I believe we’ve already discussed in a previous work my disdain for long hikes without a decent payoff. Marce assures me that at a certain point the path on Muckle Roe bifurcates making one loop shorter than the other and if we begin to flag we’ll take the low road. After all, it’s a tour of Muckle Roe Island, not a hike to anything specific. I think something about cliffs was mentioned. Now I’m nervous. I think, dear Escapees, we can all agree to call this rule #3. The hiking poles don’t come out until the payoff is identified. It’s a distance to payoff ratio thing.
Marce packed sandwiches, a banana, and water for lunch, something we’ve hardly ever done before. I said, “Surely we’ll be back before lunch.” She just smiled.
Scotland has a “trespass if you like” rule. I wonder what number that rule is? They find posting a sign redundant and they damn well aren’t going to tell you where to start. We wandered around a field, really somebody’s back yard but with sheep dung, until we found a likely looking track. It began with a steeply pitched slog up a hill paved with ballast rocks.
Heart dancing a quick tattoo, we climbed with hiking poles skidding off the rocks. Bleak desolation has a peculiar beauty and Muckle Roe has it in spades. We began to feel like we were the only two people alive in the world, an “On the Beach” moment.
A thought crossed my mind that it’s a very good thing there are no predators in Scotland because we’d be easy pickings out here. The quiet is deafening. Summiting the first major, let’s call it a mountain, we saw something awesome but terribly disappointing. The path continued to stretch out before us as far as the eye could see.

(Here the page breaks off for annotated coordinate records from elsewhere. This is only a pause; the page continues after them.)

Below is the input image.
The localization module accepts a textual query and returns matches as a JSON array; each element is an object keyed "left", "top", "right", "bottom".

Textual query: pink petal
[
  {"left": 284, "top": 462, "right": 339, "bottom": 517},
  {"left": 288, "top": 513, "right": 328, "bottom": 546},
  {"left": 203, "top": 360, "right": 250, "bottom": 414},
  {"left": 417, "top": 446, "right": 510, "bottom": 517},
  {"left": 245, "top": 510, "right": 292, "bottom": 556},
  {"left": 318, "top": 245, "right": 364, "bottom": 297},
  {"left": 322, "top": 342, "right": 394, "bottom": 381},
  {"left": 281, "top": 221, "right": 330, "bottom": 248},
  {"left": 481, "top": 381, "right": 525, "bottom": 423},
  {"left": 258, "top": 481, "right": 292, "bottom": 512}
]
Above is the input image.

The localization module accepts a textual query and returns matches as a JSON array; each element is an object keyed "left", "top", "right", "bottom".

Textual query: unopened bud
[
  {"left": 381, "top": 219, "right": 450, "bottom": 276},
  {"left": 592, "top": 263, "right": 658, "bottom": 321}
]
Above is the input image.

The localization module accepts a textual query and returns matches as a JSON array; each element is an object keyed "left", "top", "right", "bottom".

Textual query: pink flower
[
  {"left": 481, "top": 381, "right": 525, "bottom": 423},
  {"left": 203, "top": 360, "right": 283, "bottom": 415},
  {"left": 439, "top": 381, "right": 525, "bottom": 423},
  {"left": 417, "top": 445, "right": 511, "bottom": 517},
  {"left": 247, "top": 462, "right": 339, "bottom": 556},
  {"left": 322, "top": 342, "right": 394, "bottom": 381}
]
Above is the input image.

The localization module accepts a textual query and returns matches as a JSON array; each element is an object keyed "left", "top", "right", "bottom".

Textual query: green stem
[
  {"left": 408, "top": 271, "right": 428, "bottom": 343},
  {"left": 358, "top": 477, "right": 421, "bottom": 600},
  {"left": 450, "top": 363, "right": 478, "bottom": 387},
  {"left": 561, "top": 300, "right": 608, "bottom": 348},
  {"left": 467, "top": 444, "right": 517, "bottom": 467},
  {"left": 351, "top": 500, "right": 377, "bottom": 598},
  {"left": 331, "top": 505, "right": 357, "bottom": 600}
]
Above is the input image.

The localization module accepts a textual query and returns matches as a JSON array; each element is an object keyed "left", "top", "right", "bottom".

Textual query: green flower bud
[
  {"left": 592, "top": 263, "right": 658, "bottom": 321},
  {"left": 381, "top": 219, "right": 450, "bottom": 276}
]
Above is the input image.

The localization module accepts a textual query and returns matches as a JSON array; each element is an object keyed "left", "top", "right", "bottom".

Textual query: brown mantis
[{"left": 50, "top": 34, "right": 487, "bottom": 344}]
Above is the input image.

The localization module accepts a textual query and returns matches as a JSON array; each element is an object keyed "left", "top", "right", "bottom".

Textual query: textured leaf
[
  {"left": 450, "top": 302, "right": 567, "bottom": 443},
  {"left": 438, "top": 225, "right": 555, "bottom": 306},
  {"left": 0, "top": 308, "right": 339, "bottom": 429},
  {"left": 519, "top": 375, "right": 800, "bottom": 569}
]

So far we couldn’t even see how far “far” was. Up and down we plodded. At every summit we faced the same awesome but spirit-crushing scene.
The path wound beautifully through the hills around little lakes and streams until bottoming out, and we trudged up again until it crested, offering another stab of disappointment.
Finally we found two large but pointy rocks to rest our shattered bodies on. It was about this time we heard something strange. Voices. A dozen or so people cheerfully gabbing while overtaking us at a relentless pace. I’m not ashamed to say we stared at them coming over the hill like they were the Wild Bunch. Turns out they were on a week-long guided tour, a kind of Holiday Walking Group. The guide stopped long enough to tell us some history of the village in this valley and admonished us that we really should have a map. We do. We also have lunch.
Not long after we did in fact miss a turn but it serendipitously led to a magnificent payoff and a sit down lunch.
With no idea which way to go, after lunch we promptly headed off in the wrong direction, due to our previously mentioned questionable turn, which took a while to correct. All we had to do now was repeat our day long slog in reverse.
You know how things look different going in the opposite direction? We knew we were close to the field where we started, but we realized we didn’t know which fork in the path to take to get back to Escape Velocity. Not being in the mood to wander aimlessly we were glad to see two young girls coming up the hill. They thought it was amusing that we could get lost so close to the car park and they got us turned around.
Boots off, feet up. Home never felt so good.